(みなとみらい21中央地区 20街区MICE施設整備事業候補地)

横浜市の一等地である、「みなとみらい」でおかしな土地の取引きが行なわれようとしています。しかも、1者(1グループ)応札で。

場所は写真のうち赤線枠内にある空地で、20街区のうち9400㎡の土地がリゾートトラスト株式会社に売却されようとしています。

しかし、実務担当者であるMICE振興課にヒアリングを行いましたが不可解な点がいくつかあります。

(1)㎡単価が47万円を軸として交渉が進められてきたとしていますが、相場よりも安くないか。
   参考 http://www.tochidai.info/area/minatomirai/ (みなとみらい地区の相場は「土地代データ」によれば平均で90万3666円)

(2)売却面積が9400㎡なので、議会の議決も不要であること。
  (議会議決案件は1万㎡以上、あえて議会の関与が不要な面積に留めたのではないか。)

(3)今回のMICE施設整備事業については、東日本大震災が起きた2011年12月に20街区(赤線枠の底辺と右側面にある道路)を神奈川県の「第1次緊急輸送道路」に指定されました。しかし、今回それからわずか6年も経たず、その道路を廃道にして計画を進めようとしていること(MICE振興課によれば、横浜市で緊急輸送道路が廃道された事案は過去にない。しかも、この緊急輸送道路は写真右上の、震災時に緊急物資や復旧資材などの海上輸送を行う耐震バース・岸壁に直結している)。

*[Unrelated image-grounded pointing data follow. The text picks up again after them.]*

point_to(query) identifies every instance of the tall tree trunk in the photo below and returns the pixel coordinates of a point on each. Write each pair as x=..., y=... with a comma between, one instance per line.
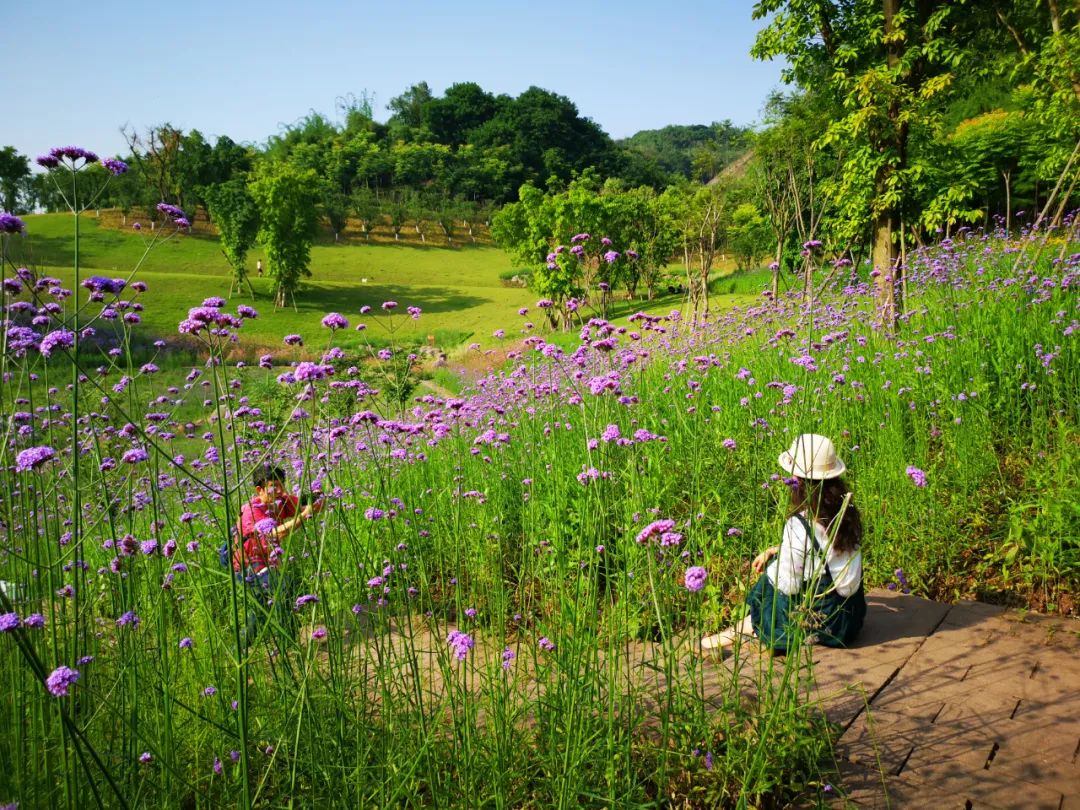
x=883, y=251
x=883, y=259
x=1008, y=179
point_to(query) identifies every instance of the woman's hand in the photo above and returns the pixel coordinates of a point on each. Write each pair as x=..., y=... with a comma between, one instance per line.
x=763, y=559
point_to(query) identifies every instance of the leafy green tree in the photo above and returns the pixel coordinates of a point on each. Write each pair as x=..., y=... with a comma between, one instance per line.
x=336, y=206
x=234, y=214
x=397, y=213
x=287, y=200
x=747, y=235
x=408, y=112
x=547, y=135
x=418, y=210
x=156, y=154
x=462, y=108
x=194, y=171
x=13, y=169
x=365, y=205
x=890, y=63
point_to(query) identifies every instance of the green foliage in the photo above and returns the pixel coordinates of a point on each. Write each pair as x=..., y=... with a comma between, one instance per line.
x=696, y=151
x=287, y=199
x=234, y=213
x=14, y=169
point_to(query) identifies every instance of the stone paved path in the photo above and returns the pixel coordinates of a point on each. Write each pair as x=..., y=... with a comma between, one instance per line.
x=966, y=705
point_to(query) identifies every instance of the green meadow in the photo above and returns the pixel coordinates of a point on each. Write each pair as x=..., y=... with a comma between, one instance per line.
x=460, y=288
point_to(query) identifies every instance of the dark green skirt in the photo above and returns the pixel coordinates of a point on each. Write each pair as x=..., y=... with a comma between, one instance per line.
x=781, y=620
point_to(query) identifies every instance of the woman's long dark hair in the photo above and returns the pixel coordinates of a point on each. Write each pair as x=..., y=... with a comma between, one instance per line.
x=823, y=501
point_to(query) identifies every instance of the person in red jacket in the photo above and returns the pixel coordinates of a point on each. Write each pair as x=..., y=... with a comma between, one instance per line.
x=266, y=520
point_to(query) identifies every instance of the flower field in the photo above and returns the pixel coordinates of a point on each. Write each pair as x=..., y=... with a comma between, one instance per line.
x=463, y=621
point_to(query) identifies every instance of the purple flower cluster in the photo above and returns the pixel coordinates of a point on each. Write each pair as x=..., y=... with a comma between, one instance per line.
x=11, y=224
x=116, y=166
x=655, y=528
x=336, y=321
x=460, y=644
x=61, y=679
x=54, y=340
x=918, y=476
x=694, y=578
x=31, y=458
x=66, y=152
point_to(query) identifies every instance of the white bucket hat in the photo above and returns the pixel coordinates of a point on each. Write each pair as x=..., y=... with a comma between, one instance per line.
x=812, y=456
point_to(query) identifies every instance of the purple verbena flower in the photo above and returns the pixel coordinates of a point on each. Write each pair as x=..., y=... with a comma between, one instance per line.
x=31, y=458
x=918, y=476
x=61, y=679
x=694, y=578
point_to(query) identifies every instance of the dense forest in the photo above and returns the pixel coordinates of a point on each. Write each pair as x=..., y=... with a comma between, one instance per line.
x=901, y=122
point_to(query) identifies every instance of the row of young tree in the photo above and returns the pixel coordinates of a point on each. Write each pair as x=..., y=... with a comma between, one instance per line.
x=583, y=244
x=907, y=119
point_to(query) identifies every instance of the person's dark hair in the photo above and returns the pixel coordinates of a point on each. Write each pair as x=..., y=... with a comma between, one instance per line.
x=823, y=501
x=265, y=473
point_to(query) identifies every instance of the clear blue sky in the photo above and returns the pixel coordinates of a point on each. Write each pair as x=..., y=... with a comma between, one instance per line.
x=81, y=70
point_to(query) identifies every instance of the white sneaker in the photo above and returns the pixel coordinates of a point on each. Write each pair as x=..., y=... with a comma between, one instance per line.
x=719, y=640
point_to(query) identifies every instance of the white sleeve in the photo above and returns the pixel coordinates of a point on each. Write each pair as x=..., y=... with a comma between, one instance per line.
x=786, y=570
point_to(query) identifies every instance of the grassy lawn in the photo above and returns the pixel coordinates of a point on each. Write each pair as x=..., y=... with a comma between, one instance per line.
x=458, y=288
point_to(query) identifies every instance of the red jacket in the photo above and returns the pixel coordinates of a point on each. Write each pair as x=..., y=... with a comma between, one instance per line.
x=255, y=549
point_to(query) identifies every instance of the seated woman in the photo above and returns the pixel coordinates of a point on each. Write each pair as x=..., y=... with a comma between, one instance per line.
x=812, y=582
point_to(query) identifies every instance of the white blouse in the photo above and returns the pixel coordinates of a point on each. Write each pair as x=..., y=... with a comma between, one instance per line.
x=788, y=569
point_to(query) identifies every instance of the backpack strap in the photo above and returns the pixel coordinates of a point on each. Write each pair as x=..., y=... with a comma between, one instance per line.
x=825, y=580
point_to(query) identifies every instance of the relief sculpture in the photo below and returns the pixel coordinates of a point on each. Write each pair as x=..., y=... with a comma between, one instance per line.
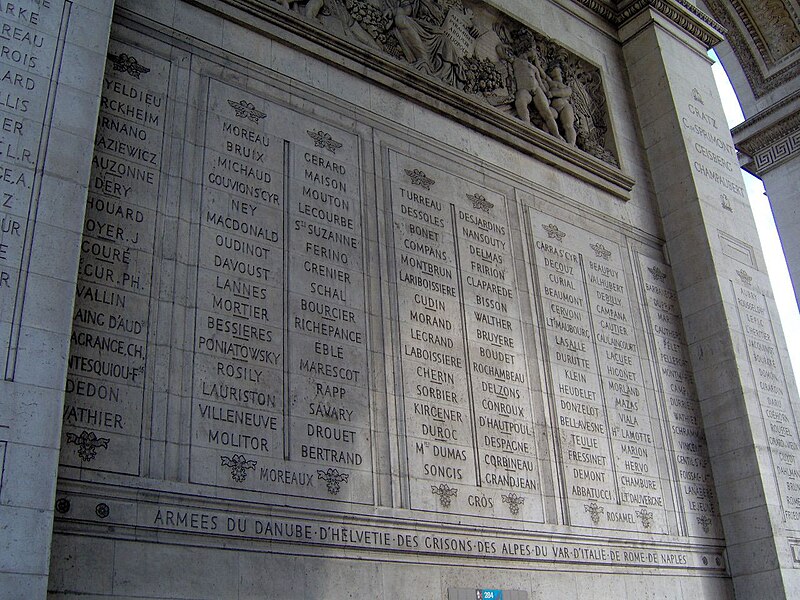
x=477, y=50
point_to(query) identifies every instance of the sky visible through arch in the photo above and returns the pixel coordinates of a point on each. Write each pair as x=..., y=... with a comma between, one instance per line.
x=765, y=223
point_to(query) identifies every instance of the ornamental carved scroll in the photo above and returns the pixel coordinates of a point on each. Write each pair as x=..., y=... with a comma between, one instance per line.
x=470, y=46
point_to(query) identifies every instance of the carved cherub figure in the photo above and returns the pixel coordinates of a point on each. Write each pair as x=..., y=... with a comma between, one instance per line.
x=533, y=88
x=560, y=94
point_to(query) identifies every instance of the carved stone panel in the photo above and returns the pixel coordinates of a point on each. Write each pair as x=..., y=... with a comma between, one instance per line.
x=685, y=441
x=475, y=49
x=31, y=54
x=606, y=424
x=281, y=400
x=469, y=430
x=777, y=406
x=108, y=354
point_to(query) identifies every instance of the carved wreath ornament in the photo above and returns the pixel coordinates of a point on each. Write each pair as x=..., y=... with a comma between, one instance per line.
x=238, y=465
x=553, y=232
x=445, y=493
x=333, y=478
x=87, y=443
x=514, y=502
x=418, y=177
x=125, y=63
x=323, y=139
x=467, y=45
x=247, y=110
x=594, y=510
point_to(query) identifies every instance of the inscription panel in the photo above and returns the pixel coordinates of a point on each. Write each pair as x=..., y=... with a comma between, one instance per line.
x=29, y=51
x=466, y=403
x=777, y=406
x=685, y=440
x=606, y=424
x=280, y=400
x=106, y=366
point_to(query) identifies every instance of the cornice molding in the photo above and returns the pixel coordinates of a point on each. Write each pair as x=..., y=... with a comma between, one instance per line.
x=688, y=17
x=771, y=143
x=760, y=82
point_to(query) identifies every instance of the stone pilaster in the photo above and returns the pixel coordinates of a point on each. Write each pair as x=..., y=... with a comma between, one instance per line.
x=738, y=355
x=51, y=67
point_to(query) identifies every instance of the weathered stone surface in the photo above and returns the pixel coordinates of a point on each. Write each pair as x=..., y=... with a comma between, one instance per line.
x=338, y=324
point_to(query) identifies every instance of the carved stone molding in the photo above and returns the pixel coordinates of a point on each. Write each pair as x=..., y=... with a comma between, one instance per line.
x=771, y=146
x=764, y=68
x=685, y=15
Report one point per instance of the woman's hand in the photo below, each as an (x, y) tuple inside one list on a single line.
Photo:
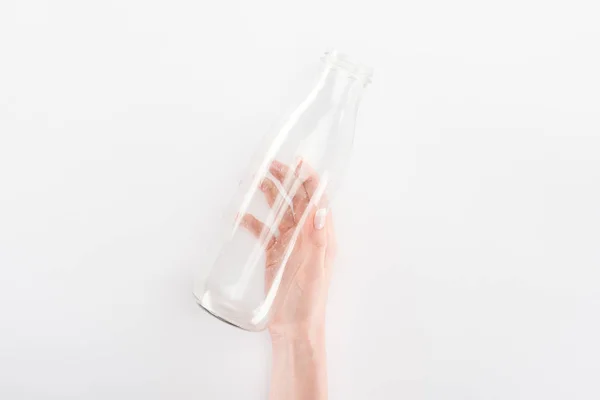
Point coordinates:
[(297, 326)]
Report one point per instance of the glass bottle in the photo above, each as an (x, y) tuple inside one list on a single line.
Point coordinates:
[(315, 139)]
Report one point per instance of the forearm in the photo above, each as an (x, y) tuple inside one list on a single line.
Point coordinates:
[(299, 370)]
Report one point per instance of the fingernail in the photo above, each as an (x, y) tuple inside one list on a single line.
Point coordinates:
[(320, 217)]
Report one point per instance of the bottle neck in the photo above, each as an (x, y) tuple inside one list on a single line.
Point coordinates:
[(340, 89)]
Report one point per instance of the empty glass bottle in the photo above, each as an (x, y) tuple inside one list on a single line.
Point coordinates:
[(305, 157)]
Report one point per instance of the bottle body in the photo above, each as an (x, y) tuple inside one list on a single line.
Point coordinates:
[(315, 139)]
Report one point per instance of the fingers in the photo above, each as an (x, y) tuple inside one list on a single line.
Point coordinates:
[(270, 190), (252, 223), (320, 218), (311, 183), (279, 170)]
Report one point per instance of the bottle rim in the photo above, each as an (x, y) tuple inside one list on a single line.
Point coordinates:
[(336, 59)]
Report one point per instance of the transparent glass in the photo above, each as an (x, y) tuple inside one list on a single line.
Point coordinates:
[(306, 153)]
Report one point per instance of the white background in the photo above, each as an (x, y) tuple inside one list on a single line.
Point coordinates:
[(469, 224)]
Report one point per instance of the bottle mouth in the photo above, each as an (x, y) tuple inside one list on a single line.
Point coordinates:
[(342, 61)]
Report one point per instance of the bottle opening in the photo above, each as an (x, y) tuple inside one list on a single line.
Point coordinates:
[(335, 59)]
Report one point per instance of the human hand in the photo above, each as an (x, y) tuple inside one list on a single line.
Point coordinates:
[(299, 307)]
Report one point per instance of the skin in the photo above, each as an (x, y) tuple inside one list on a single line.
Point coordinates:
[(297, 327)]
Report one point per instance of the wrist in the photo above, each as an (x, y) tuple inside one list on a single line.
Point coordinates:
[(313, 338)]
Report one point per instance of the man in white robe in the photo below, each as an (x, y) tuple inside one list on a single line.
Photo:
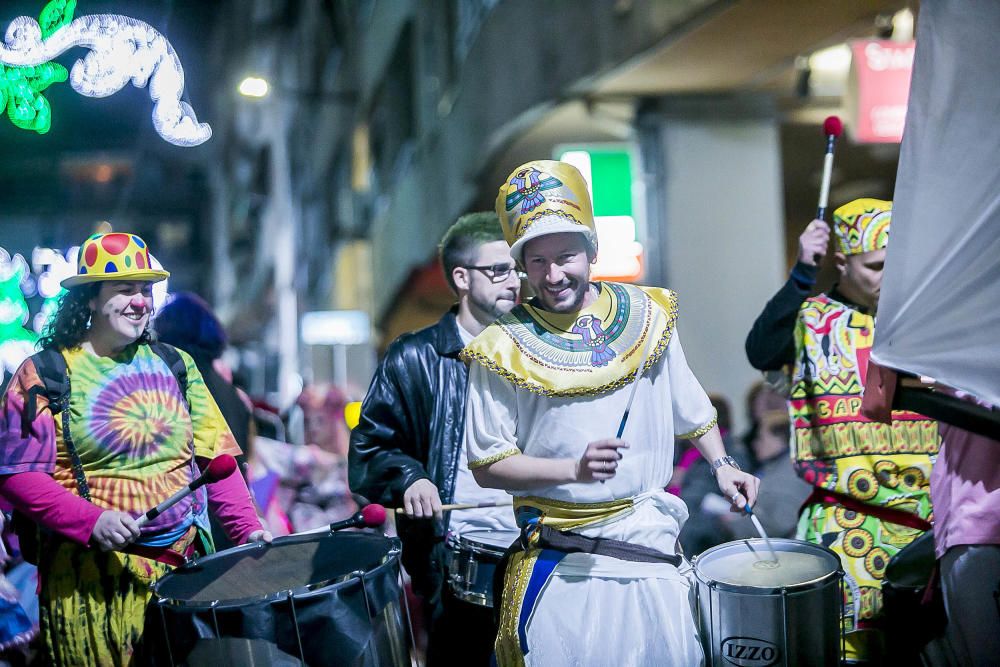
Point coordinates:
[(548, 385)]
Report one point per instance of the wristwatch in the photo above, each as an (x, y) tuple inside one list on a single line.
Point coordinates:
[(724, 461)]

(4)建設が予定されているホテルは豪華ホテルと会員制ホテルで、国際会議等の参加者であるMICEとは直接関係なく、近隣住民の人たちは「カジノ利用者のためではないか」と強い危機感を持っていること。

(5)計画地にはあわせて378億円をかけて6500㎡の超大会議室が整備されることになっているが、外部委員会であるMICE機能強化委員会からは3000㎡という提言があったにもかかわらず、計画をなぜか倍増させたこと。
   (担当者に聞いたところ、なぜ倍増させたのか庁内議論の経過がわかる議事録などの資料は存在しないこと。どのような国際会議を念頭に置いているかも答えられず。)

(6)本計画の横浜市主催による住民説明会はもう行わないと役所が宣言していること。
   (3日に直接複数の方と面談しましたが近隣住民は全く納得していない。また、開発計画を反対する人の中には自分の直接利益、例えば近隣対策費などを求めて異論を唱える場合がありますが、今回は違うと感じたこと。)

おかしな土地の取引をすると、首長を辞めた後でも今回の東京都・豊洲の土地取引のように何十億円単位で行政訴訟を提起されるリスクがあります。

議会関与案件であれば議会も連帯責任を負うわけですが、今回は議会の議決にかからない、しかし、最低でも45億円以上となる高額な土地の取引です。

担当職員によれば、今度の8月の横浜市長選挙の前に売買契約が締結される見通しと話していましたが、このような疑問の多い土地の売買が本当にまかり通るのか。

さらに多くの市民のみなさんの声を聴いてみたいと思います。

※MICEとは:Meeting(会議・研修・セミナー)、Incentive tour(報奨・招待旅行)、Convention またはConference(大会・学会・国際会議)、Exhibition(展示会)の頭文字をとった造語で、ビジネストラベルの一つの形態。参加者が多いだけでなく、一般の観光旅行に比べ消費額が大きいことなどから、MICEの誘致に力を入れる国や地域が多い。日本でも、インバウンド振興策の一環として、国や自治体により誘致活動が盛んに行なわれている(JTB総合研究所)。